At the Early Childhood Engagement Center at Temple Emanuel, children learn through experience. They touch, move, listen, see and hear. These experiences allow children to construct knowledge in a variety of ways.
Children at the Early Childhood Engagement Center explore math, science, literature, and the world around them. Most of all children at the Early Childhood Engagement Center at Temple Emanuel learn about Judaism and how joyful it is.
Our pre-school is inspired by the Reggio Emilia philosophy. This methodology has been studied and modeled worldwide. Two key aspects of a Reggio Emilia program are building from what children already know and creating learning spaces that stimulate and incorporate natural elements.
At the Early Childhood Engagement Center at Temple Emanuel, it is our mission to create meaningful relationships. This is achieved by providing a safe and nurturing Jewish early childhood environment that is inspired by the philosophy of Reggio Emilia.
The Early Childhood Engagement Center at Temple Emanuel believes that preschool should be an adventure in learning. We strive to help children develop confidence, independence, and a connection to the Jewish world.
We believe every child is remarkable and we strive to create opportunities for each individual to experience discovery, joy, challenge, and accomplishment.
Goals that help achieve this include:
promoting self-esteem and confidence
increasing problem-solving skills through cooperation and other pre-social behavior
developing fantasy play that facilitates imagination and creative thinking processes
fostering awareness of the world by participating in a variety of experiences
providing an environment that gives children opportunities to learn by doing –
moving from concrete hands-on experiences to more abstract concept development
Reggio Emilia Philosophy
The Reggio Emilia philosophy and approach to the education of young children began in Reggio Emilia, Italy in the late 1940's - early 1950's. The late Loris Malaguzzi was the principal innovator and leader in this approach. Over the years he guided the parents and teachers in Reggio Emilia in the development of the Reggio philosophy. It is founded in the idea that education is based on relationships--it encompasses the nature of children, learning, and teaching.
The Reggio Emilia approach is built upon a solid foundation of connected philosophical principles and extensive experience.
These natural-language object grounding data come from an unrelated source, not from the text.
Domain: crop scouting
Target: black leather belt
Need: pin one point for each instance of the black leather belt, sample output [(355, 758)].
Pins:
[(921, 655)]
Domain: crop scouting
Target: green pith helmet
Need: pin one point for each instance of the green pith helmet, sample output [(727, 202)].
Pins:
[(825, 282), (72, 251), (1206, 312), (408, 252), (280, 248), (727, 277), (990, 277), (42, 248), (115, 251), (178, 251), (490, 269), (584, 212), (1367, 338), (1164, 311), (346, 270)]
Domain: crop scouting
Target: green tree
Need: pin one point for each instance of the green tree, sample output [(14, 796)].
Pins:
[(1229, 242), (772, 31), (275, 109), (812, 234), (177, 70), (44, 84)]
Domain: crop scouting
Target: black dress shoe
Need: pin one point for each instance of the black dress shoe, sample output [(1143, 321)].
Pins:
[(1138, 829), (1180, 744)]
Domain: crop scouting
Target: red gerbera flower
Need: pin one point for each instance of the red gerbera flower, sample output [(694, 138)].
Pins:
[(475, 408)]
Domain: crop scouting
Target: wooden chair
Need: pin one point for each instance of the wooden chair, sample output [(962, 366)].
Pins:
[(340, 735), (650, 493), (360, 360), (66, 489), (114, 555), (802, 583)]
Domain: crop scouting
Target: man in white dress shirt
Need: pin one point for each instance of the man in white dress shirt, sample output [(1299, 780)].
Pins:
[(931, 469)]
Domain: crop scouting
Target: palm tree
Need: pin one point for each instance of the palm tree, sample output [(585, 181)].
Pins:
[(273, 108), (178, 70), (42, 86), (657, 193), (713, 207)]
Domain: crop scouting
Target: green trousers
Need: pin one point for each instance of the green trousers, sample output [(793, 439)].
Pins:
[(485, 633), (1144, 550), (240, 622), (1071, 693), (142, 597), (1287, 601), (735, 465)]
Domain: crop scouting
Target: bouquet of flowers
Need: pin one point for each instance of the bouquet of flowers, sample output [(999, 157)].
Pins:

Educators in Reggio Emilia have been inspired by many early childhood psychologists and philosophers, such as Dewey, Piaget, Vygotsky, Gardner, and Bruner.
Therefore the Reggio approach is not an early childhood method or set curriculum, but rather a deep knowledge in theory and community-constructed values that have been and are continuously being translated into high-quality early childhood practices. As a result, educational theory and practice in Reggio Emilia is strongly connected.
The Reggio approach seeks to help children connect to the knowledge they already have, expand upon that base of knowing, and to internalize the skills of observing, communicating, questioning, and information gathering. Connections to art, music, movement, and nature are built during this process. Not only are the teachers and children a part of this process, but families and the community are involved as well.